Where does now come from
Time continues to be the most mysterious dimension of our universe. Paradoxically, especially when it comes to pop-science literature, this means that the subject of time has never been sufficiently explored. A few years ago I chanced upon Time Reborn by a fantastic American physicist, Lee Smolin. Some time before that, I came across From Eternity to Here by the cosmologist Sean Carroll, who is a research professor at Caltech. I have just finished the latest in the genre Now. The Physics of Time, written by Richard A. Muller, a top-class physicist from the University of California, Berkeley. Muller cuts a remarkable figure and boasts many awards for his scientific accomplishments, including for discoveries in the field of cosmic background radiation, accelerating expansion of the universe and dark energy. The Polish translation of his new book will probably take a while to come out in print, as the book was made available to the English-speaking readers less than half a year ago.
I am proud to admit that thanks to such books I now know the only correct answer to nearly all questions concerning the nature of time, which is … No one knows. We don’t know what time is, why it is as it is or rather why it appears to be what we think it might be. We can’t be even sure it exists. Until recently some contemporary physicists clung to the popular theory that time was just a product of our imagination.

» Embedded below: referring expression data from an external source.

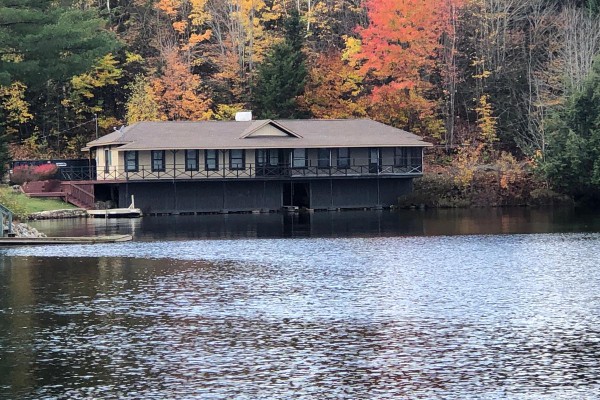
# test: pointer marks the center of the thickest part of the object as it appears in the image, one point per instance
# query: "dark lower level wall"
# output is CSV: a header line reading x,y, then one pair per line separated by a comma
x,y
357,193
165,197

Hundreds of years ago, Isaac Newton had no doubts that time is real. Reality was to him something of a theatrical scene delimited by absolute time and absolute space. This somewhat Shakespearean vision of the world had not changed until the arrival of the relativity theory, where time and space had lost their absolute dimension and became an elastic and erratic time and space continuum. Eventually, some time in the mid-60s of the last century, attempts to reconcile quantum mechanics with the general theory of relativity led scientists such as Bryce DeWitt and John Wheeler to conclude that time did not exist. The just mentioned Lee Smolin acceded to this view at first, but in 2013 published his Time Reborn, which amounted to a perfect reversal.
Of course, we can argue that the problem of time belongs in the realm of philosophy, because whatever time is or is not, the letter t in equations cannot be omitted. We simply can’t do without the concept of time. Well, it can hardly be denied that contemporary physics is getting more and more speculative in places (the subject explored by Jim Baggott in Farewell to Reality), but it is equally hard to deny that we owe a lot to Einstein’s one-time fantasies. In Now. The Physics of Time, the author does not hold time unreal. He delves into the origins of time and reaches a very interesting conclusion, which is key to the book. An assertion that time originated with the Big Bang sounds rather trivial, but adding that the explosion continues to create not only new space but also new time makes it more intriguing. After all, the reality of time is made up of our successive now’s, which we can picture as the thinnest possible, newly-formed slice of time and space continuum.
As is often the case with such books, the conclusions bring a closure to a long and fantastic journey during which the reader stands to learn a lot. It is a journey through the world of Newton, the relativity theory, quantum mechanics; it’s a journey to the unknown, because, like I said earlier, the time riddle remains unsolved and many questions are in want of answers.
Time is a very mysterious thing – the reason perhaps why it is so fascinating.